There are a number of drawback to the system as I currently use it. First, Wunderkit is still in beta and you really feel that working with the site. Sometimes it stops working altogether. At other times it works but items occasionally disappear from various sidebars where they are supposed to live. Even when Wunderkit does work, the development team is still working on usability issues: it is often confusing where status updates are supposed to be made and where they will appear when they are made. Often I miss important updates from the people in my network because I didn’t drill down to their personal homepage to check the status updates.

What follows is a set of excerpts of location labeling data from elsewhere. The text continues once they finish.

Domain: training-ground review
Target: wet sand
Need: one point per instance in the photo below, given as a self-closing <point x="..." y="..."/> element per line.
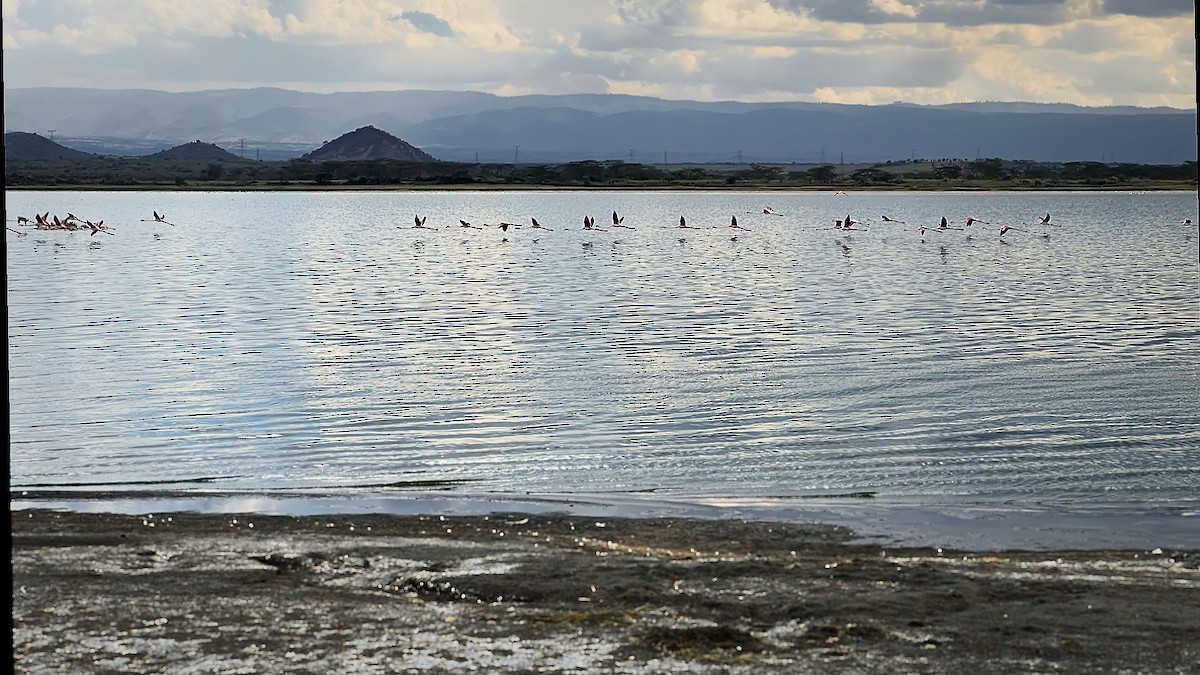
<point x="526" y="592"/>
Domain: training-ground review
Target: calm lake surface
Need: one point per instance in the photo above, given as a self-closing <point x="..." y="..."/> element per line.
<point x="293" y="341"/>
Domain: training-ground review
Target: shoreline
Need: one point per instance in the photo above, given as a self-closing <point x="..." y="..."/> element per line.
<point x="529" y="187"/>
<point x="514" y="592"/>
<point x="960" y="524"/>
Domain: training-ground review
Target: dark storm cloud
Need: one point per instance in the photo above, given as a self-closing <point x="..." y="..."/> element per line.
<point x="429" y="23"/>
<point x="1150" y="7"/>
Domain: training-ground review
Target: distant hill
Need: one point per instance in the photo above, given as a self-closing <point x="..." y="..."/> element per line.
<point x="31" y="147"/>
<point x="551" y="129"/>
<point x="196" y="151"/>
<point x="369" y="143"/>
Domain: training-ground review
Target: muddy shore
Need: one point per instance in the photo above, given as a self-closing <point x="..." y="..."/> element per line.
<point x="185" y="592"/>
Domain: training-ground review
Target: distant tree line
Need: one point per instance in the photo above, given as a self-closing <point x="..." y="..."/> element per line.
<point x="107" y="171"/>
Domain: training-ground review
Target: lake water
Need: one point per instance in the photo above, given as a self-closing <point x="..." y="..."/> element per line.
<point x="317" y="341"/>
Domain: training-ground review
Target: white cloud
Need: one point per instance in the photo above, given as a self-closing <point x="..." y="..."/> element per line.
<point x="853" y="51"/>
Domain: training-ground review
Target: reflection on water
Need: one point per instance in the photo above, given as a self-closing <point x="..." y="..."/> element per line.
<point x="318" y="340"/>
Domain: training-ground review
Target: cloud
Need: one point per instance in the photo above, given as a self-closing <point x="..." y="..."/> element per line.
<point x="429" y="23"/>
<point x="864" y="51"/>
<point x="1150" y="7"/>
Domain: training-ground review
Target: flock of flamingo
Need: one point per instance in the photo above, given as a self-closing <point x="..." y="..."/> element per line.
<point x="844" y="225"/>
<point x="72" y="222"/>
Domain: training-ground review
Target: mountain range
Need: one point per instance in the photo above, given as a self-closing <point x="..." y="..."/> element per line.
<point x="471" y="126"/>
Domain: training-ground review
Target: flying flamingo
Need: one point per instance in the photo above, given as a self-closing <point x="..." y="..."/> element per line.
<point x="946" y="225"/>
<point x="159" y="217"/>
<point x="99" y="227"/>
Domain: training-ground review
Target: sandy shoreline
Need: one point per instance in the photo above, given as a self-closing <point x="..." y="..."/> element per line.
<point x="522" y="592"/>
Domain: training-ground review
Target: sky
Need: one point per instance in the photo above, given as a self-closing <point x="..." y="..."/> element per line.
<point x="874" y="52"/>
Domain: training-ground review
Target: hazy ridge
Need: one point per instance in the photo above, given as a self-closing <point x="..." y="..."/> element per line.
<point x="467" y="126"/>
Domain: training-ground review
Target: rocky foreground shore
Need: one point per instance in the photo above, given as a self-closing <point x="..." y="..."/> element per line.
<point x="555" y="593"/>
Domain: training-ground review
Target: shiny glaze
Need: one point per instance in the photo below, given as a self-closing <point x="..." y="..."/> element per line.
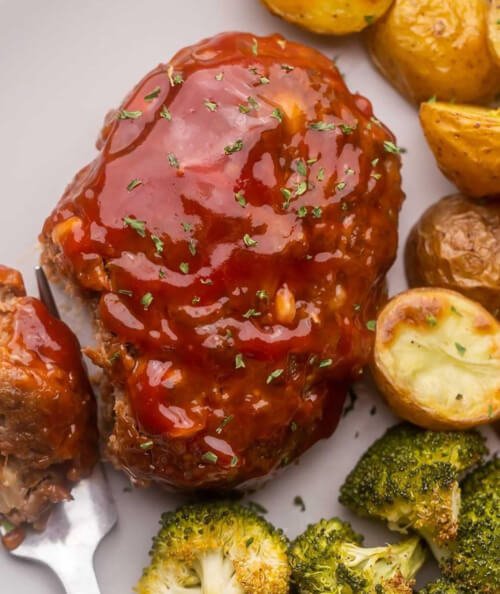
<point x="177" y="356"/>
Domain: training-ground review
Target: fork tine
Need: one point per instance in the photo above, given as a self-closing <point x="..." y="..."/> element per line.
<point x="45" y="292"/>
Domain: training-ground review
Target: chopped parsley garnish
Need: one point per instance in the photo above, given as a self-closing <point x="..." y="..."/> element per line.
<point x="147" y="300"/>
<point x="299" y="502"/>
<point x="390" y="147"/>
<point x="239" y="363"/>
<point x="138" y="226"/>
<point x="371" y="325"/>
<point x="273" y="375"/>
<point x="251" y="313"/>
<point x="123" y="114"/>
<point x="165" y="114"/>
<point x="210" y="457"/>
<point x="153" y="95"/>
<point x="322" y="126"/>
<point x="277" y="114"/>
<point x="249" y="241"/>
<point x="223" y="423"/>
<point x="233" y="148"/>
<point x="159" y="245"/>
<point x="210" y="105"/>
<point x="173" y="161"/>
<point x="240" y="198"/>
<point x="133" y="184"/>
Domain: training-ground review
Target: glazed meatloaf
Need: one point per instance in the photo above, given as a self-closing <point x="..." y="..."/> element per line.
<point x="48" y="434"/>
<point x="232" y="238"/>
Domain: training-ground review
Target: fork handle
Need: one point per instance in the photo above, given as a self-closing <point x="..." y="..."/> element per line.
<point x="79" y="578"/>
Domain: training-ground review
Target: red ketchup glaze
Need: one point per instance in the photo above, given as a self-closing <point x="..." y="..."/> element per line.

But — hopefully! — these things will improve. And in the end the real value of Wunderkit is only partially tied to its affordances. In a world of mandatory enrollment in social networking sites is undertaken just to maintain your Google juice, it’s nice to have a place where you can get down to work with your friends and colleagues in private. I’m hoping that the people at Wunderkit can refine the service to let that happen. But even if they don’t, having a place where you can surveil yourself and feel like you’ve gotten credit for reading something is reward enough. I love Wunderkit and look forward to seeing how it can be further bent to our nefarious anthropological purposes.

Rex

Alex Golub is an associate professor of anthropology at the University of Hawai‘i at Mānoa. His book Leviathans at The Gold Mine has been published by Duke University Press. You can contact him at rex@savageminds.org

3 thoughts on “Surveilling your colleagues for fun and profit with Wunderkit

  1. Hi Alex,

    I get the updates from Savage Minds and always find something interesting to think about or discuss. Recently I have turned down several ‘invitations’ to participate in faculty social networks etc because I was honestly getting a little bored of the whole genre. But I gave this one a go and so far it seems pretty cool. I especially like the ‘reading an article a day’ motivation suggestion.

    Take care

    Hannah

  2. Do you have a hashtag you use on twitter or wunderkit for your article-summary sentences? I’d love to start doing this and to be able to easily find others’ updates!

  3. I thought about trying to do this on Twitter but the character limit is too restrictive. Also, because I do this as part of the advising process, I wanted something that was private so that my students didn’t have to broadcast their progress to the world just to please me. And you know frankly, I spend so much of my life in public I felt I deserved a little bit of privacy, at least in my reading habits.